By Rudy Hoebeke, VP Product Management, IP Networks at Nokia
In the perpetual IP network security arms race between service providers and those that seek to disrupt and breach their networks, two technologies are equally responsible for disrupting a long-standing stalemate, the emergence of quantum computers and the proliferation of industrial scale IoT.
Both provide attackers with the ability to focus unparalleled brute force in their attacks, measured in processing power or bandwidth, shattering traditional IP network security defences.
The Quantum Compute Threat
The quantum threat comes from the massive processing power quantum computers can bring to bear on algorithms used to safeguard public key network encryption. Exactly when a quantum processor or a network of quantum processors, will amass enough qubits to break public key network encryption algorithms in a short amount of time is subject to much debate.
But what is clear is that it’s a question of ‘when,’ not ‘if.’ The industry is so terrified of this eventuality that they’ve given it a name: Q-Day.
To avoid a Q-Day apocalypse, the NIST (National Institute of Standards and Technology) is overseeing the development of a new set of public key cryptographic algorithms that will take quantum computers an impractical length of time to crack.
While this initiative, known as post-quantum cryptography (PQC), is making good progress, standardization and mass deployment is expected to take years. Who gets to the finish line first sufficiently powerful encryption-breaking quantum computers or universal PQC deployment is the subject of yet another unnerving debate.
Irrespective of this, the time to act is already here. Of increasing concern are so-called store-now-decrypt-later (SNDL) attacks; if malicious actors with adequate resources can intercept and store sensitive data flowing in today’s networks, then that data can be harvested on Q-day.

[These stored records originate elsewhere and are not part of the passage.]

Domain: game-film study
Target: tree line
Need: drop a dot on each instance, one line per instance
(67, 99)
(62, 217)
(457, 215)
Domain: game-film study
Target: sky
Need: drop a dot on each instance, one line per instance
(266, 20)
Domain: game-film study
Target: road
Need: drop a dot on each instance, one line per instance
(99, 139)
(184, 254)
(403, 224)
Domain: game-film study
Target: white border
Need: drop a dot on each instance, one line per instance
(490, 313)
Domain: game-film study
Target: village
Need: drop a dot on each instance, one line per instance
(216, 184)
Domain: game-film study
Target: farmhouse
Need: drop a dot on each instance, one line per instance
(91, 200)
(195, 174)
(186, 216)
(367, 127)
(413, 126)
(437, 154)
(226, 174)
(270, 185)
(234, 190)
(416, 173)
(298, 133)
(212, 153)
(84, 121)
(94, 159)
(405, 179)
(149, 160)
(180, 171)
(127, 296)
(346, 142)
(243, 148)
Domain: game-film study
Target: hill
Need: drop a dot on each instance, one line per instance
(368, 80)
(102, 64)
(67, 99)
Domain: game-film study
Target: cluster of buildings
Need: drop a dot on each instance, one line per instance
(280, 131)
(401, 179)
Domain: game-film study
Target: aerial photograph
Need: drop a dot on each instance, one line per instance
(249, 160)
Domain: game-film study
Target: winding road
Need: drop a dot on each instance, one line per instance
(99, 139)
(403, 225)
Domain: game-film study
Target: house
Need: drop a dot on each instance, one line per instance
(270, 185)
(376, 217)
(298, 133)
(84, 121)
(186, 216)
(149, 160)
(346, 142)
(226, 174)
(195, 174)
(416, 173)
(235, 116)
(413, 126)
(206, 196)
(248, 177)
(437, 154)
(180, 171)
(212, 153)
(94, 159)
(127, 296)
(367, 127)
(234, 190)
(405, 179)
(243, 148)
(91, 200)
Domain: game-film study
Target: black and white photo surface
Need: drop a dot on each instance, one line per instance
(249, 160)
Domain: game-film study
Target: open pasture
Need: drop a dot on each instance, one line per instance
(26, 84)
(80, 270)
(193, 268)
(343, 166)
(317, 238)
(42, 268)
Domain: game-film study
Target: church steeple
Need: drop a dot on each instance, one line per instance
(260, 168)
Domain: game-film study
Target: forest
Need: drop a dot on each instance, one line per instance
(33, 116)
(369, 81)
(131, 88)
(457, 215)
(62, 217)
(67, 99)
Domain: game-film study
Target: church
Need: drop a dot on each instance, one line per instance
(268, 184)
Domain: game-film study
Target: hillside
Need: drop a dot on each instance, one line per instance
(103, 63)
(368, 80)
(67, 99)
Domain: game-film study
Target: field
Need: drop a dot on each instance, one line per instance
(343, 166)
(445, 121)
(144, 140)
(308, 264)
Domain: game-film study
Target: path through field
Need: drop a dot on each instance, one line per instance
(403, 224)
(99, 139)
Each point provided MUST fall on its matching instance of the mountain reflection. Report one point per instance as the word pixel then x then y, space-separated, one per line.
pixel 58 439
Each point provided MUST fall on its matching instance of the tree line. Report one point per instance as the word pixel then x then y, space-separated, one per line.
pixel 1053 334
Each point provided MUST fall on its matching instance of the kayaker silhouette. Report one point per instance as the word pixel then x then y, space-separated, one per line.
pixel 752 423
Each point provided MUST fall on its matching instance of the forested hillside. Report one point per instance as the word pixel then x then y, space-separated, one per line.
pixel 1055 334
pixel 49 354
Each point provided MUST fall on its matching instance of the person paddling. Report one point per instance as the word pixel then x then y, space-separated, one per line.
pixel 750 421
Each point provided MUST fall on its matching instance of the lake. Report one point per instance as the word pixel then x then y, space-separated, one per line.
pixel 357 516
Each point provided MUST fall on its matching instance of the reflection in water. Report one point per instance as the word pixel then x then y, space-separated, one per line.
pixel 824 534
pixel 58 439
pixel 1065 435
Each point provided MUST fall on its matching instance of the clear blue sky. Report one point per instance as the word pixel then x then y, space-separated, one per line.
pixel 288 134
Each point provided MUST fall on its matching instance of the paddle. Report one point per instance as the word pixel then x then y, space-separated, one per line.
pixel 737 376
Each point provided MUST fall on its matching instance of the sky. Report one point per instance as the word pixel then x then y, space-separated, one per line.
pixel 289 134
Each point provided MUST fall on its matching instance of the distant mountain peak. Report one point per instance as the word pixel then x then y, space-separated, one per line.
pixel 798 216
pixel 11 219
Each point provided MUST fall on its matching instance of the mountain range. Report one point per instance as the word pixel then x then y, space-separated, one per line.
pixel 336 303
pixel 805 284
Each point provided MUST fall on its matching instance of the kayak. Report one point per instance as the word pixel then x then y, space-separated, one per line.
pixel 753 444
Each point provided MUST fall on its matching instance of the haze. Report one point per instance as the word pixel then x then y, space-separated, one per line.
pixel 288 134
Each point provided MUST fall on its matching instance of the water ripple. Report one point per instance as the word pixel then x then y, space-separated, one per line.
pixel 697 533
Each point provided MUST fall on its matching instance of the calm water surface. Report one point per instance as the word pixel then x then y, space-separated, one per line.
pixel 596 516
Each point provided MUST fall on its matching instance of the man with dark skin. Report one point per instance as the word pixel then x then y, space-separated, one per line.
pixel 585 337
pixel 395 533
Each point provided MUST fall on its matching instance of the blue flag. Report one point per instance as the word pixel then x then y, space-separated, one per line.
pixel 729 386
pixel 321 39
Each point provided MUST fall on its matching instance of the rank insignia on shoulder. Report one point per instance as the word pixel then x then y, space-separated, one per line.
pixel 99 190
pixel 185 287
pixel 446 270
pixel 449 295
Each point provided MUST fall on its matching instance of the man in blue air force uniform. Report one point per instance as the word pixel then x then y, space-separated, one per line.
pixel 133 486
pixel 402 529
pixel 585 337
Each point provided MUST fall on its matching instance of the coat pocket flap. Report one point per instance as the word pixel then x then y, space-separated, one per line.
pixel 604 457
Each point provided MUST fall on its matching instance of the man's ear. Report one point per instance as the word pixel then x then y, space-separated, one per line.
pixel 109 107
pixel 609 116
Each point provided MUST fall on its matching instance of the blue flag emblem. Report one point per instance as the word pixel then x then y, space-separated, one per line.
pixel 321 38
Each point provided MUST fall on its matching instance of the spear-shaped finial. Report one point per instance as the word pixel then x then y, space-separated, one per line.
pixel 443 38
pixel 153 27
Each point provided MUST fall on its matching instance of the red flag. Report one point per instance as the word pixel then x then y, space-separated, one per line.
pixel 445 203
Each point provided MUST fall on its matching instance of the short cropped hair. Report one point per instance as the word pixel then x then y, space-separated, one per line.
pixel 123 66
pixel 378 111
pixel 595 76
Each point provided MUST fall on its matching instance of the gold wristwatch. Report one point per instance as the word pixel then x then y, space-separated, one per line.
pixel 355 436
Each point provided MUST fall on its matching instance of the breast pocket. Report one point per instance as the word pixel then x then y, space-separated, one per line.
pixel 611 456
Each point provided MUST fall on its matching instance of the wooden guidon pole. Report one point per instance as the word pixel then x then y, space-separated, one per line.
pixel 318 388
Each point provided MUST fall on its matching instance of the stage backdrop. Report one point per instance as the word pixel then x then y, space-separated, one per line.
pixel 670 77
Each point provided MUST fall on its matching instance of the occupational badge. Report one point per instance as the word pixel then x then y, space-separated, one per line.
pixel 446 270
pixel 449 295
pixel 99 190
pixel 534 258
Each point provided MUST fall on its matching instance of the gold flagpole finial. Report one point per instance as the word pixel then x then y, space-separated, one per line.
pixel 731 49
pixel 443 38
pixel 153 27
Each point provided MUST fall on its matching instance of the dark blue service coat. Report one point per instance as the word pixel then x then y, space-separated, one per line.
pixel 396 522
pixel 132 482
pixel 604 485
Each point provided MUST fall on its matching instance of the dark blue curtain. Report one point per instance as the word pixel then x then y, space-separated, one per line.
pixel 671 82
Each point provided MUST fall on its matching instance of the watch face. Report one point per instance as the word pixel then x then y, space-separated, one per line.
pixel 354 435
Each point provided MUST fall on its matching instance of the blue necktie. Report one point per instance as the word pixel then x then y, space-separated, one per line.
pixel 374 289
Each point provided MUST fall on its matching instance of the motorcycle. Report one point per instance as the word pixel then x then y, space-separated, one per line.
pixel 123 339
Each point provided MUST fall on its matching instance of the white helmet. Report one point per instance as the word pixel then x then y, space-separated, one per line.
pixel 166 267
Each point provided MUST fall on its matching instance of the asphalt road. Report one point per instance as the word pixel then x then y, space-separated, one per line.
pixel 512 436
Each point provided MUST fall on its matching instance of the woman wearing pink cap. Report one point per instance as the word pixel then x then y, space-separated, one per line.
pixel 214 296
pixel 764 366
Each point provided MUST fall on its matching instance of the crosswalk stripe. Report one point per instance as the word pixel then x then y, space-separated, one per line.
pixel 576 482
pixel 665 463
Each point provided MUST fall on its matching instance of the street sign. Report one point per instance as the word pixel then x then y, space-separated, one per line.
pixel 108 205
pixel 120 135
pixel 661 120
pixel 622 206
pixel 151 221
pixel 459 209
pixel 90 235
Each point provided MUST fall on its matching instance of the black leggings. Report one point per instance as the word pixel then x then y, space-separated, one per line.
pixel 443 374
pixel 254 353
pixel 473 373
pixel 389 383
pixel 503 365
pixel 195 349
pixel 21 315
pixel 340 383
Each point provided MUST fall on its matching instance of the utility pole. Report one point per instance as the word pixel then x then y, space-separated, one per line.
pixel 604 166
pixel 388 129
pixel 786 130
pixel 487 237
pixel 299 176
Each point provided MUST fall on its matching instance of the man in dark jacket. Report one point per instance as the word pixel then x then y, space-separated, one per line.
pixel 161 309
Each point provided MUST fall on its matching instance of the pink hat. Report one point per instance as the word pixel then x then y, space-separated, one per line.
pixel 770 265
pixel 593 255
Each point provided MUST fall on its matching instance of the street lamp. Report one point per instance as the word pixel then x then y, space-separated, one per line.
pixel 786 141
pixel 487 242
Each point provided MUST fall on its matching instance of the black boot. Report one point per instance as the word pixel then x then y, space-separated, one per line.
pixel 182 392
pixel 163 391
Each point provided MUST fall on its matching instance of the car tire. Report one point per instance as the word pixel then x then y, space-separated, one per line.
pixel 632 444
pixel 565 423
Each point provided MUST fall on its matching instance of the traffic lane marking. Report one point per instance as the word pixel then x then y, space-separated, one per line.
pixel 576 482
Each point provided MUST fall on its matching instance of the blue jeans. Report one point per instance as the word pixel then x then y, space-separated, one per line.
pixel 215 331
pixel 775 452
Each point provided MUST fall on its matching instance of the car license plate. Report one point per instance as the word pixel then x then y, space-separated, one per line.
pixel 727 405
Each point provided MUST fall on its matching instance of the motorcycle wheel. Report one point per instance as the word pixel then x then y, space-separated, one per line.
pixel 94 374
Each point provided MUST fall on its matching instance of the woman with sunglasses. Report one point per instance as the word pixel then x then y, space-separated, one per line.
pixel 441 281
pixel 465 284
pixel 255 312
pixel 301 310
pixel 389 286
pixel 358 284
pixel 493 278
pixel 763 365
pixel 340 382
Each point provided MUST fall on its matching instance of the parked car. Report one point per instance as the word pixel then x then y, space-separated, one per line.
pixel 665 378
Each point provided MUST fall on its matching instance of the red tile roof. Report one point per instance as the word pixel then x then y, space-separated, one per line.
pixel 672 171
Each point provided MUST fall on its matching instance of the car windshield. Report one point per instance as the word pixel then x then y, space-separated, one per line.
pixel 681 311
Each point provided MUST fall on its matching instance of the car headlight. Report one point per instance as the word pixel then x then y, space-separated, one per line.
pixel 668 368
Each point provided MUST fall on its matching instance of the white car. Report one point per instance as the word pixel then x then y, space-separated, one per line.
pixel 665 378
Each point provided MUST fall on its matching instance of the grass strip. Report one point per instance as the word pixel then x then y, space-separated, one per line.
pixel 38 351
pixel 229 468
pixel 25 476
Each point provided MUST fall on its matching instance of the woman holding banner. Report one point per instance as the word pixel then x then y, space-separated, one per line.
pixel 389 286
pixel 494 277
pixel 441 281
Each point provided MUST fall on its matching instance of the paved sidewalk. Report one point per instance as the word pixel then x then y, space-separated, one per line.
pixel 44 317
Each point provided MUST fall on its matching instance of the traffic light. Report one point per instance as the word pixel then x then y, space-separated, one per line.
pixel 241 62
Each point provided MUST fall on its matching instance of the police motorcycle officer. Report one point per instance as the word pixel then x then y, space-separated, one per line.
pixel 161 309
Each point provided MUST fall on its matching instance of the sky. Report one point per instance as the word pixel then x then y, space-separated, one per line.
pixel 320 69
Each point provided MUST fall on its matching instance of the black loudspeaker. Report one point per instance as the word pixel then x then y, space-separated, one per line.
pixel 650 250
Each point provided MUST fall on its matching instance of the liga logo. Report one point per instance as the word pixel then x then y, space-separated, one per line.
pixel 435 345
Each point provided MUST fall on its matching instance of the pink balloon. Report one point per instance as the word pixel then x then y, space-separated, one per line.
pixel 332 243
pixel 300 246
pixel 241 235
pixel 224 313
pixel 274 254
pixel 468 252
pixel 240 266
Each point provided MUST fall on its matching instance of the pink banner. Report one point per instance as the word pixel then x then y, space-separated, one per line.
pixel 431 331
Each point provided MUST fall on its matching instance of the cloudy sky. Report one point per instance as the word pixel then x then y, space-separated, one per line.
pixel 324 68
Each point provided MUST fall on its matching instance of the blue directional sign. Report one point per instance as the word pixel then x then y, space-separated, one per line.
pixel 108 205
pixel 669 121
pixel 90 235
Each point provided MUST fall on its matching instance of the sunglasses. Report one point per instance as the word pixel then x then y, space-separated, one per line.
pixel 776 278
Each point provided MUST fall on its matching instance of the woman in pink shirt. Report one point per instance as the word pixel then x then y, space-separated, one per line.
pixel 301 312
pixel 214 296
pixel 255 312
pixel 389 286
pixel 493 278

How Do You Make Networks Quantum Safe?
Luckily, there are already ways to make networks quantum safe today. According to multiple authorities including the NSA, NIST, ETSI and ANSI; symmetric encryption algorithms like AES coupled with highly randomized and large 256 bit keys are quantum safe.
These symmetric encryption algorithms can be used to introduce quantum safe encryption of traffic flows between routers or optical switches, safeguarding all data well in advance of Q-day. The symmetric keys can be distributed using quantum-safe encryption over traditional IP and optical links, or via quantum key distribution (QKD) mechanisms.
The Rise Of IoT Botnets In DDoS
Where a single quantum computer can unleash unparalleled brute force in processing, millions of IoT devices can be combined in botnets to unleash DDoS attacks at multi-terabit scale and beyond. Many are running porous versions of Linux or out-of-date firmware, making them easy targets for hijacking.
Access to high-speed symmetric consumer internet plans means they have an order of magnitude more bandwidth at their disposal. Their impact has been significant. IoT botnets are now responsible for the majority of Distributed Denial-of-Service (DDoS) traffic and they’ve led to the collapse of DDoS service prices to a mere fraction of what they were just a few years ago. They are the tool of choice for everyone from extortion gangs to political activists, and even to nation-state actors in geopolitical conflicts.
How Do You Stop A Botnet DDoS Attack?
When it comes to botnet DDoS attacks, detecting them is often as easy as realizing you’re suddenly drinking from a fire hose. However, doing something useful about it, without creating a traffic bottleneck, is far more challenging. How do you distinguish between hundreds of thousands of attacking IoT devices and valid traffic?
How do you stop or limit just them, without impacting valid users and their service experience? This calls for special intelligence on IoT devices and their network supply chains.
It requires the ability to quickly set up and tear down hundreds of thousands of IP filters, all without impacting network performance.
Are You Ready For This Darkening Threat Landscape?
Despite the powerful new threats to network security coming from the raw processing power of quantum computers or the unparalleled attack bandwidth of IoT botnets, help is out there. Service providers just need to ask the right questions to ensure the requisite IP network security capabilities are an integral part of their new or upgraded network builds.